Recuerdo apartes de la carta de
renuncia que escribió Carlos Jiménez, profesor universitario, agobiado por
estas nuevas condiciones. En la misiva, que publicó en el diario El Tiempo en 2024,
en algunos pasajes se lee lo siguiente: “Desde que empecé mi cátedra, en
el 2002, los estudiantes tenían problemas para lograr una síntesis bien
hecha, y en su elaboración nos tomábamos un buen tiempo. Pero se lograba
avanzar. Lo que siento de tres o cuatro semestres para acá es más apatía y
menos curiosidad. Menos proyectos personales de los estudiantes. Menos
autonomía. Menos desconfianza. Menos ironía y espíritu crítico. Debe ser
que no advertí cuándo la atención de mis estudiantes pasó de lo trascendente a
lo insignificante. El estado de Facebook. "Esos gorditos de más". El
mensaje en el Blackberry… No sé. En esos tiempos lo importante, creo, era
discutir, especular, quedar picados para buscar después el dato inútil.

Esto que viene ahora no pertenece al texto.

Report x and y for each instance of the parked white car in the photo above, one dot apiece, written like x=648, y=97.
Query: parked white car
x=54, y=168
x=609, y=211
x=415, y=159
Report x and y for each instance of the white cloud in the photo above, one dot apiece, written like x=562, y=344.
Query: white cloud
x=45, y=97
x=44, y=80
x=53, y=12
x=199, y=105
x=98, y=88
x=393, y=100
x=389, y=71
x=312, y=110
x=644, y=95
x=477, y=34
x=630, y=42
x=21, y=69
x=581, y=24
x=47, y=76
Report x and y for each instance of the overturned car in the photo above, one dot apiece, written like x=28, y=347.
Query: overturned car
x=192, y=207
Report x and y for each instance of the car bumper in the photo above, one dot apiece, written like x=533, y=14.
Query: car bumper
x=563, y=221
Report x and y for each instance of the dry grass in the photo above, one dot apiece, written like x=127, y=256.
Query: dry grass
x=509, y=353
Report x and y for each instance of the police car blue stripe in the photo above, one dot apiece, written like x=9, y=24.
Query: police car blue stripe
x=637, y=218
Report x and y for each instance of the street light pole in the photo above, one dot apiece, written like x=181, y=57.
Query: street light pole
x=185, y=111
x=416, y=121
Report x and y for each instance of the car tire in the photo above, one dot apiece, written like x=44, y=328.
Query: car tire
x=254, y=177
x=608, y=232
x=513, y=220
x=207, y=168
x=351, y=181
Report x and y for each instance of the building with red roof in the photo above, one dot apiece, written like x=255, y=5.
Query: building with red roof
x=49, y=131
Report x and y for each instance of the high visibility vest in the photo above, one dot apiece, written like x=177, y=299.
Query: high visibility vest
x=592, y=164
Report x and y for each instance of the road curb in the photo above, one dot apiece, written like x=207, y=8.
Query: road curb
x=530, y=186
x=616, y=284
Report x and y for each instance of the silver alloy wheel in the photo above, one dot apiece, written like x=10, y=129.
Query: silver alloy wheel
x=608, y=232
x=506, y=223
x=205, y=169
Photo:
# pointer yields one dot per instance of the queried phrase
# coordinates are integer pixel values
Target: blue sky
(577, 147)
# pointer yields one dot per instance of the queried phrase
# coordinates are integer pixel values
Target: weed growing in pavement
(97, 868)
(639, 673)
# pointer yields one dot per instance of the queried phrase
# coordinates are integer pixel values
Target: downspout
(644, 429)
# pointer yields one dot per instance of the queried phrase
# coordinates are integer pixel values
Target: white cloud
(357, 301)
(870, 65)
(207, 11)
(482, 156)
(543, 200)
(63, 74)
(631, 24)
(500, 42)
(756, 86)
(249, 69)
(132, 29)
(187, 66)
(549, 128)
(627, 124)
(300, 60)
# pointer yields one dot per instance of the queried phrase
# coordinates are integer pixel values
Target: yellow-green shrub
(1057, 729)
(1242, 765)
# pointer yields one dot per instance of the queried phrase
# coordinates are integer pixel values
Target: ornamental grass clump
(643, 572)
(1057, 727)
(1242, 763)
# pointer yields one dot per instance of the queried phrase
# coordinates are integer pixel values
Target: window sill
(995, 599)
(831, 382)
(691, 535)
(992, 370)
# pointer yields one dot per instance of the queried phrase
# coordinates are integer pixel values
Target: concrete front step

Interesaba eso: buscar. Estoy por pensar que la curiosidad se esfumó de
estos veinteañeros alumnos míos desde el momento en que todo lo comenzó a
contestar ya, ahora mismo, el doctor Google. Es cándido echarle la culpa a
la televisión, a Internet, al Nintendo, a los teléfonos inteligentes. A los
colegios, que se afanan en el bilingüismo, sin alcanzar un conocimiento básico
de la propia lengua. A los padres que querían que sus hijos estuvieran seguros,
bien entretenidos en sus casas. Es cándido culpar al "sistema". Pero
algo está pasando en la educación básica, algo está pasando en las casas de
quienes ahora están por los 20 años o menos”.
Se suma a lo anterior las
necesidades de padres de familia que envían a sus hijos a la universidad no
para que se formen en una profesión, sino para librarse del problema de
tenerlos en la casa sin hacer nada. A pesar del mal rendimiento, de perder
varias veces una o más materias o de cambiar de carrera, la universidad hace
ingentes esfuerzos para retener al estudiante-cliente, porque al final lo que importa
es que pague por estar en el campus. No más. Por esa vía se sacrifica la calidad académica,
al tiempo que se naturaliza la relación clientelar entregándoles a los
profesores@s la responsabilidad de darle manejo a esos estudiantes-clientes
vistos al interior como “casos complejos” por alguna condición mental, física
(motriz) o actitudinal.
Esos acompañamientos de los docentes
a esos estudiantes-clientes “especiales” son un factor más a la “carga” académica
de profesores que tienen 4 o más cursos, a lo que suman asistir a reuniones, planeación
de los cursos, leer ensayos, evaluar y calificar exámenes estandarizados que
también contribuyen a la baja calidad en la formación de los profesionales; y
los más comprometidos, buscar si los textos escritos de los
estudiantes-clientes se los escribió la IA.
¿Cuántos docentes universitarios
hoy en Colombia están camino a tirar la toalla como lo hizo en su momento
Carlos Jiménez? Renuncien o no, el estudiante-cliente llegó para quedarse.